What is a Transformer?

June 28, 2023

OpenAI, Machine Learning, Transformers, AI, Deep Learning

The paper “Attention Is All You Need” kept coming up in my circles to read and I finally found time to look at it. It talks about a revolutionary architecture that has been a game-changer in the field, particularly when it comes to natural language processing. For those in the know, the concept is called a Transformer. It’s old news at this point, but for the uninitiated, what exactly is a Transformer, and how does it work? Let’s break it down.

Transformers: Pay attention! #

Picture this: you’re trying to translate a sentence from one language to another.
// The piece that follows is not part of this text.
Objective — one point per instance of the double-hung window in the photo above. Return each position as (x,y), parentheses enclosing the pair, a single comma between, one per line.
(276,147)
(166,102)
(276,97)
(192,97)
The traditional approach would be to read the sentence from start to finish, remember everything, and then write out the translation. But this can be quite the challenge, especially for long sentences where you have to remember a ton of information.

Enter the Transformer. Instead of reading the sentence from start to finish, the Transformer takes a look at all the words at once. It pays “attention” to different words depending on what it’s currently trying to translate. For instance, if it’s translating the word “it” in the sentence “The cat chased its tail because it was bored”, the Transformer knows to pay more attention to “The cat” and “was bored” because those parts of the sentence help determine what “it” refers to.

The secret sauce here is something called “attention mechanisms”. These mechanisms allow the model to focus on different parts of the input sentence and decide which parts are important for the current word it’s trying to translate.

Two Parts: The Encoder & Decoder #

The Transformer is made up of two main parts: the encoder and the decoder. The encoder reads the input sentence and creates a sort of map that the decoder uses to generate the translation. Both the encoder and the decoder use attention mechanisms to figure out which words to focus on at each step in the process.

One of the coolest things about the Transformer is that it can look at all the words in the sentence at the same time, which makes it more efficient and faster at translating sentences than older models that read sentences from start to finish.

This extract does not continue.